The outer periphery of spider 60 is attached, e. g. by means of screws 93, to mounting provisions 64 of the coupling member 56. As in the earlier embodiment, coupling member 56 also carries a former 55 on which is wound a voice coil 54. This sits in an annular gap 94 formed by the extremities of the pole piece 50 and cup 52 and, as is well known, excites the magnet assembly to movement when supplied with an electrical drive signal via connections 62. A bellows seal 94 protects coil and gap from dirt, moisture and the like without inhibiting this movement.

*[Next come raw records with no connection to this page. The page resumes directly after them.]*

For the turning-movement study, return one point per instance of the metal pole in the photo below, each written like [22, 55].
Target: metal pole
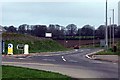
[113, 27]
[110, 32]
[93, 37]
[106, 31]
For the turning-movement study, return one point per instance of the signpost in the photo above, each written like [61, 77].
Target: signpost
[10, 49]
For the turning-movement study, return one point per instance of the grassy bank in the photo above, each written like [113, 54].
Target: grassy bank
[35, 44]
[110, 51]
[19, 73]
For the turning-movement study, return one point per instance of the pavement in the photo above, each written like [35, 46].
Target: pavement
[72, 63]
[109, 58]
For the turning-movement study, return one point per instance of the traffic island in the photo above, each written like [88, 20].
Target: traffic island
[106, 57]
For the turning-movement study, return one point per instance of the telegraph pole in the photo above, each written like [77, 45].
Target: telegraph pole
[106, 31]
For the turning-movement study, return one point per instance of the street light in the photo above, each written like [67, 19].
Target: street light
[110, 32]
[106, 31]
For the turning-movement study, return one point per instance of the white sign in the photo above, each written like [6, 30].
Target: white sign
[26, 49]
[48, 34]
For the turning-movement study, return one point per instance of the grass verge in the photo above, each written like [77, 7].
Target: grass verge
[36, 44]
[19, 73]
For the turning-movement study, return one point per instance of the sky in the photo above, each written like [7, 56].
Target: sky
[62, 12]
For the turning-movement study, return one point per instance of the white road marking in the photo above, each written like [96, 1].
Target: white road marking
[76, 50]
[48, 59]
[114, 63]
[63, 58]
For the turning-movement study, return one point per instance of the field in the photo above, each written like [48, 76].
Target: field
[19, 73]
[35, 44]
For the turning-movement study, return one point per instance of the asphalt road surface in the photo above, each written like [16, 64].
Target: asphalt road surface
[74, 64]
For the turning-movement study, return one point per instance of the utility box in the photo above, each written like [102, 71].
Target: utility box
[26, 49]
[10, 49]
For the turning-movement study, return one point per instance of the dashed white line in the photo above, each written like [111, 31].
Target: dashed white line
[63, 58]
[21, 58]
[48, 59]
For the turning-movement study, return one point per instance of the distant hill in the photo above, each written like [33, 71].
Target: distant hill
[36, 44]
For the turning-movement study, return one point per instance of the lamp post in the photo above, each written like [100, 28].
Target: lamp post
[113, 28]
[110, 32]
[106, 30]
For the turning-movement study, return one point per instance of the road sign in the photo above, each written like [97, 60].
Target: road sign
[26, 49]
[10, 49]
[20, 46]
[48, 34]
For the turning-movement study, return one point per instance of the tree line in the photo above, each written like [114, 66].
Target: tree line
[60, 32]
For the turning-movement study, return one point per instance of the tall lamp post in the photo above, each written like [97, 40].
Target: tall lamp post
[113, 28]
[106, 31]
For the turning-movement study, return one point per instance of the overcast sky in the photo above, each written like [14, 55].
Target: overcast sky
[64, 12]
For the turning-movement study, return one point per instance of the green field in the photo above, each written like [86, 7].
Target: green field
[19, 73]
[35, 44]
[110, 52]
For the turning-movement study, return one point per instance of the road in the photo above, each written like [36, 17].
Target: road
[74, 64]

The security of the releasable screw thread connection between coupling member 56 and base plate 86 is ensured in the embodiment shown by pawls 95 formed on base plate 86 and which engage with corresponding racks 96 formed on the coupling member 56. In a manner generally known per se, the teeth of the pawls and racks are so angled as to allow the screw connection to be tightened but to prevent it from being released without intervention to disengage the pawl and rack. Such intervention, e. g. by means of a screwdriver, allows the exciter 40 to be detached and a replacement unit to be installed quickly, easily and

independently of the adhesive bond between the panel and base plate 86.

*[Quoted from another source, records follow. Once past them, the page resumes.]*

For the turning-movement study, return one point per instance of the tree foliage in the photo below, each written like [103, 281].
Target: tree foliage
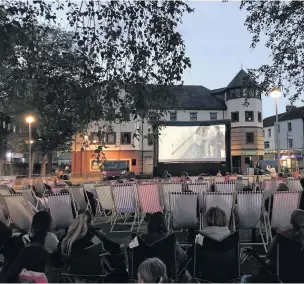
[283, 24]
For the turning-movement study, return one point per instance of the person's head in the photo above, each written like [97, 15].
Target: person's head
[282, 187]
[152, 270]
[156, 223]
[215, 216]
[239, 178]
[77, 230]
[41, 225]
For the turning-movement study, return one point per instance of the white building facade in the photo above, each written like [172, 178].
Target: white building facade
[195, 103]
[291, 138]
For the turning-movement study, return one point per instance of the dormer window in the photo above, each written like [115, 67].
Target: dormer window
[249, 116]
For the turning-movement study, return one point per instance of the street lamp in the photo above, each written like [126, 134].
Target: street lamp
[276, 93]
[30, 119]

Although described above in combination with an exciter according to the first aspect of the invention, it will be appreciated that this second aspect can be implemented independently of the exciter design. It will also be understood that alternative designs, e. g. of the screw connection and pawl locking arrangements, can be used. Similarly, alternatives to adhesive for non- repeatably attaching the base plate to the acoustically- radiating loudspeaker panel can be used or indeed the base plate can be formed integrally with the panel.

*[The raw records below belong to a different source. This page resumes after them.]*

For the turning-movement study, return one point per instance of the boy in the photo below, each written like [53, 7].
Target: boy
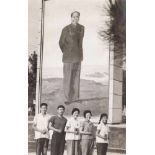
[102, 135]
[40, 126]
[57, 124]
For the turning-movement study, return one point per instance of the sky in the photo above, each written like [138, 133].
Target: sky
[57, 15]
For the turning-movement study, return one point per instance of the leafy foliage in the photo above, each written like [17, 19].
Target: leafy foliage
[115, 30]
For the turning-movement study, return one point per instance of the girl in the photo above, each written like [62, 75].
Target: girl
[102, 135]
[72, 133]
[86, 131]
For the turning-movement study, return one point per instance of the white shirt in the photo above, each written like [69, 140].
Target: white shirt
[41, 122]
[72, 124]
[104, 129]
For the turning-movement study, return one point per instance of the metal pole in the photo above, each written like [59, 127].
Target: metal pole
[40, 61]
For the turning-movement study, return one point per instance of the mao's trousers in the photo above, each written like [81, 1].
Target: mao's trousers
[71, 81]
[57, 144]
[73, 147]
[42, 146]
[102, 148]
[87, 146]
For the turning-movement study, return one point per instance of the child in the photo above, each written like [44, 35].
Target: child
[72, 133]
[102, 135]
[87, 138]
[57, 124]
[40, 125]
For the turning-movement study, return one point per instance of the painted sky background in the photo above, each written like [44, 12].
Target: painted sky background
[57, 15]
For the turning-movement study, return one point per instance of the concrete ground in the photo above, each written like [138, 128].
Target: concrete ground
[65, 153]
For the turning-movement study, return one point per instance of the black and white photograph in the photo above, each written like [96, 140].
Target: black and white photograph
[76, 77]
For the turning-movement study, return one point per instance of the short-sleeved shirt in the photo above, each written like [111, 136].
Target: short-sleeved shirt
[73, 124]
[104, 130]
[87, 127]
[58, 123]
[41, 122]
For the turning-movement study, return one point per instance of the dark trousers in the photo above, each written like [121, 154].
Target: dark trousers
[71, 81]
[57, 144]
[42, 146]
[102, 148]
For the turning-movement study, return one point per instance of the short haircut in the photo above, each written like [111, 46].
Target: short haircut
[61, 106]
[75, 109]
[43, 104]
[86, 112]
[103, 115]
[75, 12]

Figure 5 shows an exciter 98 similar to the exciter 40 of Figure 2 but having an annular compliant member 97 incorporated into the side wall 63 of the coupler 56. The compliant member 97 has a lower compliance than the compliance of the suspension spider 60 and is connected in mechanical series between a region of the coupler local to the voice coil and regions of the coupler to which the suspension means is attached or electrical lead out connections are located. By adding the compliant member, a lower effective mass at the driving point may be achieved with respect to the electrical lead out connections and the suspension means.

The compliant member may have a lower compliance than the compliance of the suspension means in order not to effect

the suspension means. Nevertheless, the compliant member may act to decouple a proportion of the mass of the suspension means at higher frequencies from the voice coil assembly. Thus, the compliant section should improve the high frequency bandwidth without affecting a main resonance of the exciter system. The compliant section may also introduce a second resonance to the exciter which may adjust the overall frequency response of the exciter.

The exciter system may further comprise damping to control spurious resonances. The damping may be in the form of a resilient layer and/or a visco-elastic layer in contact with any one of the compliant section or the suspension means which may introduce resistive damping.